Welche Karten fehlen Christian Ude möglicherweise zu einem Erfolg bei der Landtagswahl? Der Spitzenkandidat der SPD sollte sich unter anderem mal in Schonungen und Bad Rodach umschauen. Dort spielt der rote Nachwuchs groß auf.
Auf der Suche nach dem Erfolgsgeheimnis der jungen Roten, die in letzter Zeit aufhorchen ließen, wird man in Schonungen fündig, bei einer älteren Dame an dem Weg zum Einkaufen. Leider lässt sich der Tonfall ihrer Antwort im Druck nicht wiedergeben, denn der ist hochachtungsvoll, ein fränkischer Superlativ: "Des Bürschla, des mecht sei Zeuch."
Das "Bürschla" heißt Stefan Rottmann, ist Bürgermeister der Gemeinde der Großgemeinde vor den Toren Schweinfurts und war vor bis ein paar Tagen mit 25 der jüngste hauptamtliche Rathauschef in Deutschland. Dieses Prädikat hat der Unterfranke am 1. November gerne nach Oberfranken abgegeben: Tobias Ehrlicher, zehn Tage jünger als Rottmann, regiert die Kurstadt. Beide sind SPD-Mitglieder und haben vermeintliche Erbhöfe der CSU erobert, die in den bayerischen Großstädten schon immer schwach war, auf dem Land aber eine Macht ist.
"War", sagt Christian Ude, der München gefühlt schon immer als Oberbürgermeister regierte und bei der Landtagswahl 2013 als Spitzenkandidat der SPD am Stuhl von Horst Seehofer (CSU) sägt.

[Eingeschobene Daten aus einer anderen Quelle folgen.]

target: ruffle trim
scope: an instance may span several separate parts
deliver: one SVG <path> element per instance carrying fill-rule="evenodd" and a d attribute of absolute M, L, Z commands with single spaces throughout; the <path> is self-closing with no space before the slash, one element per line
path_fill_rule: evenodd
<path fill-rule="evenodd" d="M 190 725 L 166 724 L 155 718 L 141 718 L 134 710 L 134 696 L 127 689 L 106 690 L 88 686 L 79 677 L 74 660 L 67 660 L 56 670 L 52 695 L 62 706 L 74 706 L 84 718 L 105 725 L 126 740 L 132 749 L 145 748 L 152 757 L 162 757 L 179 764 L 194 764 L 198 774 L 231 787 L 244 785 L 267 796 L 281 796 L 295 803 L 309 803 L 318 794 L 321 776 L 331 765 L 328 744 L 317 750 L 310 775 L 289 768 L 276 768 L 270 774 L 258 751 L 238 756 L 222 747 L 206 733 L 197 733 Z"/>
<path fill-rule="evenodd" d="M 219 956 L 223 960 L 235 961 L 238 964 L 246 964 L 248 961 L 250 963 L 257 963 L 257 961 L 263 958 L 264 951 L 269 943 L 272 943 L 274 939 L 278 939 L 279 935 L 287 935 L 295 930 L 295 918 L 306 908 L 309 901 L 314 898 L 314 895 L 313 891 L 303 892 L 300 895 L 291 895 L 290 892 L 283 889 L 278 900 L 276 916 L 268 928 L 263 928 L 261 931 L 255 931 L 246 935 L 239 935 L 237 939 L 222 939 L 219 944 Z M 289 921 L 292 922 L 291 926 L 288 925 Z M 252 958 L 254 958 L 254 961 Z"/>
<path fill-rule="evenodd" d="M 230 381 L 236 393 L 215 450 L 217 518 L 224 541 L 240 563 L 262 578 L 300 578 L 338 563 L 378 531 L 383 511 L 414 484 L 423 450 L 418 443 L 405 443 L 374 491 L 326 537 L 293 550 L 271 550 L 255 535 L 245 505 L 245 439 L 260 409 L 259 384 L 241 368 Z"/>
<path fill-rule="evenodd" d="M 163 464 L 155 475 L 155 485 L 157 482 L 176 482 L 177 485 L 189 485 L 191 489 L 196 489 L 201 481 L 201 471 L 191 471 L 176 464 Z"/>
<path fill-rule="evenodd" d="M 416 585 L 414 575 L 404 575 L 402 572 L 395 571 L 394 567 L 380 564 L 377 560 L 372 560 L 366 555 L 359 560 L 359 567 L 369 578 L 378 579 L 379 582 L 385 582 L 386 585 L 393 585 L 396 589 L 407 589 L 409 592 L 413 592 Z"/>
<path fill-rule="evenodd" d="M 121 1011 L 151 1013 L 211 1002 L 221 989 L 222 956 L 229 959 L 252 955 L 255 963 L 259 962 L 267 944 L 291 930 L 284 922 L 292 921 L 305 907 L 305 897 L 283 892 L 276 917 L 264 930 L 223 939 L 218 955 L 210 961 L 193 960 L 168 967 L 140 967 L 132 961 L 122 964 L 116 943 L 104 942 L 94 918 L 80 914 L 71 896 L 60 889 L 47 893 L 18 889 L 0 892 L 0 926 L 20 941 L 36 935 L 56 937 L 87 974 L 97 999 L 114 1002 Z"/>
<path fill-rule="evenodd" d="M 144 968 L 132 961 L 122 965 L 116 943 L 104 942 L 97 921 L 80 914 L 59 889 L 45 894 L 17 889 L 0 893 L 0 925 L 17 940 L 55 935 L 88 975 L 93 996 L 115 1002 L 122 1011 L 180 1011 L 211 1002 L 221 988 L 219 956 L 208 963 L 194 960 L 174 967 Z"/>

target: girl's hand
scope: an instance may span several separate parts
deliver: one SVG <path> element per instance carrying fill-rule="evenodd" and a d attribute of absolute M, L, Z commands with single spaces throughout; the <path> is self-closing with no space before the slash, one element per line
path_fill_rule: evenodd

Der 65-Jährige wirft natürlich seine Erfahrung, nicht die Jugend in die Waagschale und sieht im Erfolg der jungen Sozialdemokraten mehr als eine Randnotiz. Die Ehrlichers und Rottmanns stehen laut Ude für die Frischzellenkur der SPD: Die Erfolge sind "schon spektakulär", sagt der Münchner OB; für ihn ist es wichtig - und nicht nur für die SPD -, "ob sich junge Menschen für Politik begeistern können."
Dass die SPD sich nicht ganz aus freien Stücken verjüngt hat, klingt beim Gespräch mit den jungen und alten Roten bisweilen durch. Schröder steht in der SPD bis heute für eine radikale Erneuerung. Schluss mit der Sozialromantik. Dass der Erfolg für Schröder zum Pyrrhussieg wurde, ist eine Ironie der Geschichte, denn die späte Anerkennung für die Agenda-Politik erntete die SPD im Jammertal .
Die Jungen hatten also Zeit, erwachsen zu werden, könnte man gehässig sagen. Doch der SPD-Nachwuchs will seinen Erfolg selbst gar nicht so hoch hängen. "Ich konzentriere mich auf die Arbeit in Bad Rodach. Zu tun ist genug", sagt Tobias Ehrlicher, der sich als politischer Seiteneinsteiger (Bank/ Versicherung) mit vier Jahren Stadtratserfahrung keine Schonfrist gönnt: "Einarbeiten muss ich mich, klar, aber da liegt die Betonung auf Arbeit."
Die Vielfalt des Amtes reizt Ehrlicher ist der Chef über 130 Mitarbeiter, ein mittelständisches Unternehmen also, muss sich um die Therme und eine Reihe von Eigenbetrieben kümmern. Es ist die Vielfalt des Amtes, die ihn gereizt hat und reizt. Gerade weil er kein "gesetzter" Berufspolitiker ist. Ein Erfolgsgeheimnis hat er nicht. "Entscheidend ist, dass man auf die Leute zugeht und wie, dass man ihre Sprache spricht."
Wie Ehrlicher ging auch Stefan Rottmann im Wahlkampf von Haus zu Haus, gewann am Ende hauchdünn und ist jetzt dabei, die andere der Hälfte der Schonunger von sich zu überzeugen. "Das lässt sich gut an", sagt der gelernte Banker, der wieder von Haus zu Haus geht, wenn er etwas ändern will.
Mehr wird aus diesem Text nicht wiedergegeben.